There was the fakir that came under Heber’s notice in India, who in his journeyings around was wont to exhibit to the gaping crowd his tongue pierced with a bodkin. The Hindu widow was prepared for the suttee by a drugging of the same sort. The dervishes of Etolia, says Tournefort, undergo a like discipline, and then run the gauntlet between flaming torches, severely scorched, but apparently indifferent to pain. At Delhi and other Indian capitals, where effeminate rajahs, the degenerate representatives of the great Timur, long held nominal sovereignty, but where petticoated neuters really guided the reins, there once obtained a practice of this kind. To obviate the rivalry for the succession that was very sure to arise among a large household of superfluous princes of the blood, there was hit upon the device of reducing them to the condition of imbecility through a systematic training upon opium from childhood forward.

At Stamboul they used a more expeditious instrument, the bowstring. Aurungzebe had an invention of his own devising, an opiated elixir, Poust so called, which he was wont to commend as a morning draught to obnoxious courtiers and suspected sultanas. Such potion, while less repulsive to appearance, was none the less efficacious than the glaive of the Capidji bachi, or than the sack and a fast anchorage in the Bosphorus.
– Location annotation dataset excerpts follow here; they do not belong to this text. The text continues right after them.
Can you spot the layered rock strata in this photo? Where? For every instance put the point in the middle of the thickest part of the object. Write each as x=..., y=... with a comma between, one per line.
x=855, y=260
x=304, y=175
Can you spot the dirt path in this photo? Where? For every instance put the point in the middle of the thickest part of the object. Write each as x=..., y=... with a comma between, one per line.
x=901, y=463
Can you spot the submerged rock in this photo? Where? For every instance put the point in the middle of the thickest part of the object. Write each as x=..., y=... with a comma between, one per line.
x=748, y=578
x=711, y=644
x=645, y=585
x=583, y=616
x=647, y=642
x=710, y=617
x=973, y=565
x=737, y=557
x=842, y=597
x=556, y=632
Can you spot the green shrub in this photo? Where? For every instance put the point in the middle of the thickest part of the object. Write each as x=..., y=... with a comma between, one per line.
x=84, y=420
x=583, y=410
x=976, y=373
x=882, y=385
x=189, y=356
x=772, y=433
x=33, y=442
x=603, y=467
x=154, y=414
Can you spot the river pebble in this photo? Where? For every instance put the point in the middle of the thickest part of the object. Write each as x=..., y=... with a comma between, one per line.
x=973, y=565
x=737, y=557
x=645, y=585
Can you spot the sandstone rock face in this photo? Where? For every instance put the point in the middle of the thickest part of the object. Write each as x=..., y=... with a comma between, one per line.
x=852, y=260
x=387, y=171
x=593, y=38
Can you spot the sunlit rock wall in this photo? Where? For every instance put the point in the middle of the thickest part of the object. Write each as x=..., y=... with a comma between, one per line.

Exploitations upon opium here at home have thus far taken less of the tentative form, but then the likelihood is we shall be able from time to time to “report progress.” The same element used by the pen painter to heighten the coloring of the “ horrible and awful,” and that supplies puffiness to the platform spouter in his laborings upon the forcible feeble of oratory, may serve equally well the purpose of the astute drover for “putting into condition” a limpsy bullock before his exhibition at Bull’s-head, or that of the stable jockey in getting up his spavined jade for a third appearance at Tattersall’s: just as in India teamsters and farriers contrive to give to a hide naturally coarse and rough a sleeky look and feel, or to infuse a mettlesome vigor into the flabby muscles of a spent animal by a liberal administration of poudre arsenicale (Morewood).